17.戦火
「…最後に火を放ったのね。」
焦土の上を、一人望美は歩く。
鼻を衝く異臭は、家畜が焼けたのか…それとも人が焼けたのか。
大きな戦があると、必ずといっていいほど、敗軍側についた村は焼き払われた。
家も、田畑も、ありとあらゆるもの全て。徴発できるもの全てを奪いつくし、
最後に見せしめで焼かれるのだろう。たとえ、見せしめに焼かれなくても、
結局は戦で生じた落ち武者に襲われることになる。最終的には同じだ。
民には焦土以外、何一つ残らない。
無論、九郎はそこまで非道なことはしなかったが、全軍全てに命令が行き届く
訳も無く、こうしてまた一つ村が焼かれることとなったのだ。
望美は空を見上げる。
蒼天は高く、澄みきっている。
望美は俯き、地を見つめる。
焦土は黒く、禍々しい色に満ちていた。
「神子…そろそろ戻らねば。」
「敦盛さん…すみません。もう少し。」
望美を呼ぶ声に、振り返る。そこには沈痛な面持ちで敦盛が立っていた。
よほど気を張っているのか、微かに震えているようにさえ見える。
「神子、ここは場所が悪い。早く立ち去った方がいい。
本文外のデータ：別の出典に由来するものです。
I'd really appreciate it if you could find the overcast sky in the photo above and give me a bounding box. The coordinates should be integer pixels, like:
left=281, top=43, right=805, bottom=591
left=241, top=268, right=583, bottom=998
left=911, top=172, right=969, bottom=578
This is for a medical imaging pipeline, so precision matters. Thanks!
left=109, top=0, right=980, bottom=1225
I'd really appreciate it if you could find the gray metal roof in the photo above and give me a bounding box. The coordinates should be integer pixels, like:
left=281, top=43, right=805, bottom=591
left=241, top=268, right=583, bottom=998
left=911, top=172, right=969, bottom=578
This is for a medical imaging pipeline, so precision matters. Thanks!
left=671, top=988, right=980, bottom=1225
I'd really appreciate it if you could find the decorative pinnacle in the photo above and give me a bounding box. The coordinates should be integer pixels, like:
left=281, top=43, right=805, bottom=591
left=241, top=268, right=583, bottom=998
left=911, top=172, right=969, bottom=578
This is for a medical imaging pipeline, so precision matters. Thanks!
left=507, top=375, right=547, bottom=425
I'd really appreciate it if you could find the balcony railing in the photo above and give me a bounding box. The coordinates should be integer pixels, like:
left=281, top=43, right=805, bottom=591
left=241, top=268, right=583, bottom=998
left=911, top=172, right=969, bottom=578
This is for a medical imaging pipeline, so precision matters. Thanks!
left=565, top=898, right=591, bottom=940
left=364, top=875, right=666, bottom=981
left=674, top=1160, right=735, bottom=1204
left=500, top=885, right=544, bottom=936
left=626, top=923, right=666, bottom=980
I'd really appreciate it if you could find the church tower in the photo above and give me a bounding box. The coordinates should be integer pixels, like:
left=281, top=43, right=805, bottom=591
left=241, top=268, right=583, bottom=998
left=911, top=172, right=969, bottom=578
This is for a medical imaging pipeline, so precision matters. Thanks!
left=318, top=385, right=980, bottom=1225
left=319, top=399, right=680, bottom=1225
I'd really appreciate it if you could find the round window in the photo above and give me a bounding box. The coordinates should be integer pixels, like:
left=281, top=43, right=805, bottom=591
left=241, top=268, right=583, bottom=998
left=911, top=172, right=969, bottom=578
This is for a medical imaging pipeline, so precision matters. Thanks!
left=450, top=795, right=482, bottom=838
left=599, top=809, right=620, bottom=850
」
「分かってます…人が沢山死んだから。ちゃんと、お弔いもできていない。
だから……。」
「怨霊が生ずる。」
「…はい。」
「それが分かっていて…神子はもう少しいたいのか?」
「はい。」
望美の明確な答えに、敦盛は黙り込む。それが神子の意思なのであれば、
八葉である自分は異を唱える必要は無い。望美は暫く、焼けた家々を見遣った
あと、小さく溜息を付いた。
「神子…。」
「敦盛さん、私はまた…人を救えなかった。」
「そんなことは無い。神子は十分良くやっていると思う。」
「確かに、私の力で怨霊を封印し、解き放ってあげることはできます。
だけど…それだけじゃ、だめなんです。龍神の加護を得ているのならば、
もっともっと…怨霊になる前になんとかしないと…戦火が広がる前に。
この村は救えなかったから…だから、絶対目を背けてはいけないと思った…」
「神子は…だから、この村に?」
望美は俯き、怒りに震えていた。無辜の人々を殺める戦の残虐さを、
それを止める事の出来ない自分の力の至らなさを思って。
敦盛はそんな望美を…不謹慎ながら美しいと思ってしまった。
優しさの中に、激しい怒りを抱き、強く前に進もうとする白龍の神子が。
「神子は…間違っていない。神子の強さが、いずれ人々を救い、
怨霊をも救ってくれるだろう。それが今ではなくても、何時か、必ず。」
「敦盛さん。」
「その為に八葉は在るのだろう。だから、神子も私の力を使って欲しい。」
「有難うございます。」
「あ、いや…私の力がさほど役立つかは分からないが。」
「そんなこと無いです。本当に、有難うございます。…もうここにいても
仕方が無いから…そろそろ帰りましょうか?」
望美は敦盛に小さな笑顔を返す。敦盛も頷き、それに答えた。
そして最後に二人で焼けた村を見つめた後、決意を新たに立ち去ったのだった。